Can an employer require a worker to keep information relating to the employer confidential after the termination of employment?
Yes. The common law protects confidential information. Employers also frequently require their employees to expressly agree to protect their confidential information under the employment agreement.
Are employers obliged to provide references to new employers if these are requested?
It is not a legal requirement that employers provide references to new employers if requested. However, it is customary to do so and courts have recognised that where employers prepare such references, they should do so in a fair and accurate manner.

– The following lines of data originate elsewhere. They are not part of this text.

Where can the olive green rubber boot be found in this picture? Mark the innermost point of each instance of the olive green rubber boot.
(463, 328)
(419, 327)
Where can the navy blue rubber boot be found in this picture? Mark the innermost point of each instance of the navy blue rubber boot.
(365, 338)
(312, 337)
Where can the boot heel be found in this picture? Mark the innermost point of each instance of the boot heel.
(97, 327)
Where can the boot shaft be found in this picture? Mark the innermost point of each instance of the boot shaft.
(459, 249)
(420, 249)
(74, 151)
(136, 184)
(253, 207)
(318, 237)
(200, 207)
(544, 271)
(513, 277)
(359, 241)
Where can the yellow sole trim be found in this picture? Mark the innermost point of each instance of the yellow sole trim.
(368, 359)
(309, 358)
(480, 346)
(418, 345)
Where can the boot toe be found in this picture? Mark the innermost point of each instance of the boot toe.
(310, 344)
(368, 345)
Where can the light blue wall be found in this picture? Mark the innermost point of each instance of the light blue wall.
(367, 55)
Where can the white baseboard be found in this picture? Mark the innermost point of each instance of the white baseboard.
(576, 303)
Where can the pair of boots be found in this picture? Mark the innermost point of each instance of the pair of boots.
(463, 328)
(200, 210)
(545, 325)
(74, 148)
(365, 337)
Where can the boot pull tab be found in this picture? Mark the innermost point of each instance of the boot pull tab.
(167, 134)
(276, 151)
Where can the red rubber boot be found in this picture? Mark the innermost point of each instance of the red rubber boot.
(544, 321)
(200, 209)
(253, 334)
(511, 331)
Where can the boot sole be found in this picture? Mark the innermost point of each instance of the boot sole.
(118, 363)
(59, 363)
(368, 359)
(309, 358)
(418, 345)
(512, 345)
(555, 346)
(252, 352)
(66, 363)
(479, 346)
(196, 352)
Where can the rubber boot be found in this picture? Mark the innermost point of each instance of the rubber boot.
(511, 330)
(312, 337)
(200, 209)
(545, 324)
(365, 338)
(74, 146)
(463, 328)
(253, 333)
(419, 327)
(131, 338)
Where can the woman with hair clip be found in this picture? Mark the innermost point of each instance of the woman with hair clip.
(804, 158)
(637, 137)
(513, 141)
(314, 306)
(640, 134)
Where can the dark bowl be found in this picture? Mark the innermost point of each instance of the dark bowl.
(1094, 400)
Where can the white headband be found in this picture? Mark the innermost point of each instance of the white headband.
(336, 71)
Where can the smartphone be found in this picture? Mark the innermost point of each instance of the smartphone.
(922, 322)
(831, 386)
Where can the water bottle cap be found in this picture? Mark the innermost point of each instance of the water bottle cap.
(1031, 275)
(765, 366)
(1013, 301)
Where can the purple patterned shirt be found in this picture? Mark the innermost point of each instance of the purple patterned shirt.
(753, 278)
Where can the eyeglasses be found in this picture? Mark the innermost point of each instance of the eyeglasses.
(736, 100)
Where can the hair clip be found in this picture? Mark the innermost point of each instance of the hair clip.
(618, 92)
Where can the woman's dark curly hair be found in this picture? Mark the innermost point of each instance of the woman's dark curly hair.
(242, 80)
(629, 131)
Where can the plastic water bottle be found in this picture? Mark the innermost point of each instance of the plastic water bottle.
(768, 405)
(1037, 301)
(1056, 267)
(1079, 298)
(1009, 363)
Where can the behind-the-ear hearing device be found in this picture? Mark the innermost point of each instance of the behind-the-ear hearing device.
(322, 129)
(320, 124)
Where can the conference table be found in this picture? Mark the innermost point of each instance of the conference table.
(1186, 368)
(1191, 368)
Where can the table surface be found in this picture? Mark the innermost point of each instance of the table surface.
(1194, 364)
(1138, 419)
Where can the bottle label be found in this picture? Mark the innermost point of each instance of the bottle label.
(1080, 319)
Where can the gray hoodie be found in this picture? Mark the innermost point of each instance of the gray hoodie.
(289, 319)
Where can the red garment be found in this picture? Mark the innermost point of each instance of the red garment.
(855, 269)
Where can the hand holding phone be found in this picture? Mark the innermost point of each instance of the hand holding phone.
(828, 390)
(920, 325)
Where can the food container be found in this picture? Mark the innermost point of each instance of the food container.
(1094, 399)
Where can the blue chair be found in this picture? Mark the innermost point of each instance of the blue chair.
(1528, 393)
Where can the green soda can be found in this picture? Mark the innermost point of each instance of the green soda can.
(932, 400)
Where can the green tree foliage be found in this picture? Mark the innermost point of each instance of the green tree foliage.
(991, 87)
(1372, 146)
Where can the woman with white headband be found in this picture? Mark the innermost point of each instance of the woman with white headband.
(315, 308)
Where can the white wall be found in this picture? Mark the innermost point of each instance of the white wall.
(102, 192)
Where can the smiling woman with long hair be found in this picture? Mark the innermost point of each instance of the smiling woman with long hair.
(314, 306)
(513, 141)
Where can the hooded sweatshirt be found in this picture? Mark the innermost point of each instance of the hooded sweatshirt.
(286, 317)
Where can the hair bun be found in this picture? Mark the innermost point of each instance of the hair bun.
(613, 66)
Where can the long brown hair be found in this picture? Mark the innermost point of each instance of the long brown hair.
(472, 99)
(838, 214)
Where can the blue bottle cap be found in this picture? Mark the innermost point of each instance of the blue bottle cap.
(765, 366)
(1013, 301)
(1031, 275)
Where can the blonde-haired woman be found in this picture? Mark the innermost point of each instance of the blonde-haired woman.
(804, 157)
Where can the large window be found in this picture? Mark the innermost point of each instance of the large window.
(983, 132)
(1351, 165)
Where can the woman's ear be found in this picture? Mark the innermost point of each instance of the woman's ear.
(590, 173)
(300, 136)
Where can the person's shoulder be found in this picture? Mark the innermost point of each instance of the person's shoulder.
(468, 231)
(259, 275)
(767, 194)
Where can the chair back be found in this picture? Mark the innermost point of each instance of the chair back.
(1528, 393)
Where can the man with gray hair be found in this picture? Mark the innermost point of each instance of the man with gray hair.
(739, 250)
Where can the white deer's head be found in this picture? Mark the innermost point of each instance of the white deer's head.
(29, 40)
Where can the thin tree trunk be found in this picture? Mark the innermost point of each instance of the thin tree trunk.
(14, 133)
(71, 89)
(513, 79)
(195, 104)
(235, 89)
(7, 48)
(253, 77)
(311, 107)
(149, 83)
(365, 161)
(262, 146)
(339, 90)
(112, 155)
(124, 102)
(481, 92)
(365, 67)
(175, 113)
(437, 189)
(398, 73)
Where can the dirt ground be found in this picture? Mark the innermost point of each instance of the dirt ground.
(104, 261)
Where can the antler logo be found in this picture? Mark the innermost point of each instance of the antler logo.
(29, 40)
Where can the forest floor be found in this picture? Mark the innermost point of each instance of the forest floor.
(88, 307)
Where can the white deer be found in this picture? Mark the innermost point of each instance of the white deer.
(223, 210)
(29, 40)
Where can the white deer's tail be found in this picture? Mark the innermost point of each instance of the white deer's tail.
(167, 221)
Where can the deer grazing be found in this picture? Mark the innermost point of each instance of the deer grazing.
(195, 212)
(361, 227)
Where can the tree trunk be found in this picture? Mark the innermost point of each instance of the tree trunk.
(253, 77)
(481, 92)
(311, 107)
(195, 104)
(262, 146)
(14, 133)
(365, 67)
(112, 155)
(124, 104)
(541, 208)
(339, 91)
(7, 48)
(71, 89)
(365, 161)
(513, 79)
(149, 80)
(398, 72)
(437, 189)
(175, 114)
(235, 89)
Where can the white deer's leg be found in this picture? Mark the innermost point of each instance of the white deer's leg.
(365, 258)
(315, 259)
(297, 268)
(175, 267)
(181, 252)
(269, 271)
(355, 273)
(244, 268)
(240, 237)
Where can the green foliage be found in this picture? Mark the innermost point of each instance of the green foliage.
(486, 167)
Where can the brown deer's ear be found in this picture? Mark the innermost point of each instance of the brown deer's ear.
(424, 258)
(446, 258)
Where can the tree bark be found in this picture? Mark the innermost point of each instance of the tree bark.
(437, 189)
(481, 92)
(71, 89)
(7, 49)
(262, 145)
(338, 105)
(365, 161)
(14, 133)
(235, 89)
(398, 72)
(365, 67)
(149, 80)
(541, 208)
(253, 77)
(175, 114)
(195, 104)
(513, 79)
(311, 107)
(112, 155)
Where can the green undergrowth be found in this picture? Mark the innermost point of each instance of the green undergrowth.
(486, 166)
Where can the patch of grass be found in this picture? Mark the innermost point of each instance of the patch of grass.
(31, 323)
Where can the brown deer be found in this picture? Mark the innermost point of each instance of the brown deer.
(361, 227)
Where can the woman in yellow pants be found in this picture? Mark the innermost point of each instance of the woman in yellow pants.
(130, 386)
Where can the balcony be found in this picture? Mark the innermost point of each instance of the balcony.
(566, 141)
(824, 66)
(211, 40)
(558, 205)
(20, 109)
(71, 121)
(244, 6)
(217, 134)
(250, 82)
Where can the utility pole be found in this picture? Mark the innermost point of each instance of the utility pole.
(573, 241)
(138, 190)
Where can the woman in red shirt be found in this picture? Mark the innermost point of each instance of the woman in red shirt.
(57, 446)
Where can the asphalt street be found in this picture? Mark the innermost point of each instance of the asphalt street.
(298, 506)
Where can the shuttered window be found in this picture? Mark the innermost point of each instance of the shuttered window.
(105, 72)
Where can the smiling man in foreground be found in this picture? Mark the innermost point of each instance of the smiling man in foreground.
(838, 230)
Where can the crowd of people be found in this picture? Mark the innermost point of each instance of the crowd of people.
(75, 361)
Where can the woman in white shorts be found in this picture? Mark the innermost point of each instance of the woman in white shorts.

What, in your opinion, are the most common difficulties faced by employers when terminating employment and how do you consider employers can mitigate these?
Employers often face difficulties in terminations where their termination clauses are absent or insufficiently specific. To mitigate these issues, employers should as a matter of priority review their employment agreements to confirm that these agreements contain termination clauses consistent with their commercial intentions. If amendments need to be made to the employment agreements of existing employees, these can be done via a supplemental agreement or the employment handbook. The risk of challenge by the employee is also higher where the employer chooses to terminate for cause.
Are any legal changes planned that are likely to impact on the way employers approach termination of employment? If so, please describe what impact you foresee from such changes and how employers can prepare for them?
The Employment Claims Tribunals (“ECT”) and Tripartite Alliance for Dispute Management (“TADM”) will start functioning in April 2017. These avenues will give employees (including those not under the EA) and employers an alternative expeditious and relatively low-cost method of resolving salary-related disputes, including claims for salary in lieu of notice. Parties having their claims heard by the ECT are not allowed to be legally represented. It is anticipated that these new initiatives will improve accessibility to dispute resolution for both employers and employees.
The ECT may raise the likelihood of challenge by employees, particularly employees who would previously have been deterred by the costs of commencing action in the courts.
Employers should carefully review their employment documents and termination processes to ensure compliance with Singapore laws.